I recommend that you consider implementing these kinds of "static transforms" in a data manipulation step before you start using recipes or other tidymodels packages. For example, if you wanted to take the log()
of an outcome such as price or divide a column by a scalar, you could do this before starting with tidymodels:
library(tidymodels)
#> ── Attaching packages ─────────────────────────── tidymodels 0.1.1 ──
#> ✓ broom 0.7.0 ✓ recipes 0.1.13
#> ✓ dials 0.0.8 ✓ rsample 0.0.7
#> ✓ dplyr 1.0.0 ✓ tibble 3.0.3
#> ✓ ggplot2 3.3.2 ✓ tidyr 1.1.0
#> ✓ infer 0.5.3 ✓ tune 0.1.1
#> ✓ modeldata 0.0.2 ✓ workflows 0.1.2
#> ✓ parsnip 0.1.2 ✓ yardstick 0.0.7
#> ✓ purrr 0.3.4
#> ── Conflicts ────────────────────────────── tidymodels_conflicts() ──
#> x purrr::discard() masks scales::discard()
#> x dplyr::filter() masks stats::filter()
#> x dplyr::lag() masks stats::lag()
#> x recipes::step() masks stats::step()
data(ames)
ames_transformed <- ames %>%
mutate(Sale_Price = log(Sale_Price),
Lot_Area = Lot_Area / 1e3)
Created on 2020-07-17 by the reprex package (v0.3.0)
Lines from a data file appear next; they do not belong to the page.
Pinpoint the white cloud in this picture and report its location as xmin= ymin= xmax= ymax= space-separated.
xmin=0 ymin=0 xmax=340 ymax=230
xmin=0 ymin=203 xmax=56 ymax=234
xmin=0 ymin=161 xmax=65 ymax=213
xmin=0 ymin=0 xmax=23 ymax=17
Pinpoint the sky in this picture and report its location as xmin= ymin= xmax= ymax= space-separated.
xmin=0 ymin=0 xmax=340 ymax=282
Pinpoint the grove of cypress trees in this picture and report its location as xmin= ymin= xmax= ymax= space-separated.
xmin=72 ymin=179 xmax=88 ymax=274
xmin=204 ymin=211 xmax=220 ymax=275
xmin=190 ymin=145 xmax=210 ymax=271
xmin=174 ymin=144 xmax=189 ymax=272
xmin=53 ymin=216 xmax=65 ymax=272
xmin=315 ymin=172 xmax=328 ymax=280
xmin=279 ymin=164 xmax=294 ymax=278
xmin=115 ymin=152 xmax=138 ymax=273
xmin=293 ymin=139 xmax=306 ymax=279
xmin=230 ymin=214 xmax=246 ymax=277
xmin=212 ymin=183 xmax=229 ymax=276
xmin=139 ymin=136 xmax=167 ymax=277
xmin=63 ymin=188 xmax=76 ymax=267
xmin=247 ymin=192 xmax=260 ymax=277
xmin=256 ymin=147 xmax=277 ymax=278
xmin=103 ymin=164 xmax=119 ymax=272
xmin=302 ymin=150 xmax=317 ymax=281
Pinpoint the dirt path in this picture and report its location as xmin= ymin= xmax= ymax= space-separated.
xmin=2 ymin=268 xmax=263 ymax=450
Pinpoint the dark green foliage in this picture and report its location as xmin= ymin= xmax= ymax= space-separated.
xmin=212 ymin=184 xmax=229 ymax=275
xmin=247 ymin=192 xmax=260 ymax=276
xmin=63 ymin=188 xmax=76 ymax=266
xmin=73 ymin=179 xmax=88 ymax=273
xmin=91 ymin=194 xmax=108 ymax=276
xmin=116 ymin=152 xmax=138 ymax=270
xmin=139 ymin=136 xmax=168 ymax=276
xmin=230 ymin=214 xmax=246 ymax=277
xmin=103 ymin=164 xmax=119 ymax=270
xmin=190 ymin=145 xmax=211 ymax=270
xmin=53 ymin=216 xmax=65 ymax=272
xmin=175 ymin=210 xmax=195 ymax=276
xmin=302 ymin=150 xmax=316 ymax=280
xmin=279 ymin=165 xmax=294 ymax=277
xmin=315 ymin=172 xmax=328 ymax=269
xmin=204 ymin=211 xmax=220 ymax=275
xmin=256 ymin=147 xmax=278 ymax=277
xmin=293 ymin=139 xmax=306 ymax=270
Then this ames_transformed
object would be what you start from with splitting into testing and training. For predicting on new observations, you would implement the same transformations. Because these transformations are not learned from the data, there is no risk of data leakage.